An ‘outcomes test’ is set to supersede APRA’s ‘scale test’, which has been in place since 2012 and has given the prudential regulator the power to force mergers of sub-scale funds or revoke the MySuper licences of those it finds are not up to scratch.
This outcomes test is said to have been designed to expand APRA’s scope to intervene when it sees evidence of poor governance. It will force MySuper trustees to make annual written declarations that they made decisions based on their members’ financial interests above all else.
With the caveat of not having seen the details of the new rules at the time of writing, this looks like a smart move that will help raise standards.
If well designed and properly implemented, a tougher MySuper licensing framework, with the annual outcomes test at the heart of its ongoing registration requirements, should enhance consumer protections.

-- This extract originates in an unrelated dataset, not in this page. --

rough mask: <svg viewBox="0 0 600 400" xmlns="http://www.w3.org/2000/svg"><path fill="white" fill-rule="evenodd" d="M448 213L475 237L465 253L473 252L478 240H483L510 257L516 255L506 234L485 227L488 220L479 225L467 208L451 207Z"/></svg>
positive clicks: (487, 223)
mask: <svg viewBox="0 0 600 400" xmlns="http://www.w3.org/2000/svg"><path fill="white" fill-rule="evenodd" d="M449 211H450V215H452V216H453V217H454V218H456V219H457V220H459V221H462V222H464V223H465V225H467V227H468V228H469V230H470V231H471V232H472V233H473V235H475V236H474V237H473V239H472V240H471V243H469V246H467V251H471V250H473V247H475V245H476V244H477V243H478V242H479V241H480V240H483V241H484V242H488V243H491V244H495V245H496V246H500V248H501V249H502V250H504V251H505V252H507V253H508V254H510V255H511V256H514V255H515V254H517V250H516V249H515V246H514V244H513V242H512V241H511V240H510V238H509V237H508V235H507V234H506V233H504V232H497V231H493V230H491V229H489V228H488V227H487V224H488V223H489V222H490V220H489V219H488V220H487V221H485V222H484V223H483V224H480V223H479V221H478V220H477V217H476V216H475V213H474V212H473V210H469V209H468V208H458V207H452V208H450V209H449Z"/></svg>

This means protecting savers not only from overt examples of poor governance – including frauds, as exemplified by the Trio collapse, to which these changes are, in part, a response – but also from the far more widespread problem of incompetence and poor strategic planning.
As at June 30, 2017, there were 116 MySuper funds in the marketplace. The quality and value these funds offer ranges from excellent to poor. And more than a few MySuper funds are reporting net outflows, with no credible plan in place to ensure their business model remains sustainable in the years ahead.
In a pure free-market scenario, that might be fine, but the whole point of the MySuper system is to act as a vetting process to ensure all default members are in an appropriate, high-quality, reliable and good value fund.
The Productivity Commission is due to unveil the final report from its Inquiry into Default Models for Superannuation before the end of August. How the government responds to the commission’s advice is tipped to overhaul dramatically the mechanisms by which employer groups and unions decide which super funds win default business.
Whatever new model for allocating default funds we wind up with, a stronger MySuper licensing regime should ensure a better baseline outcome for the working public.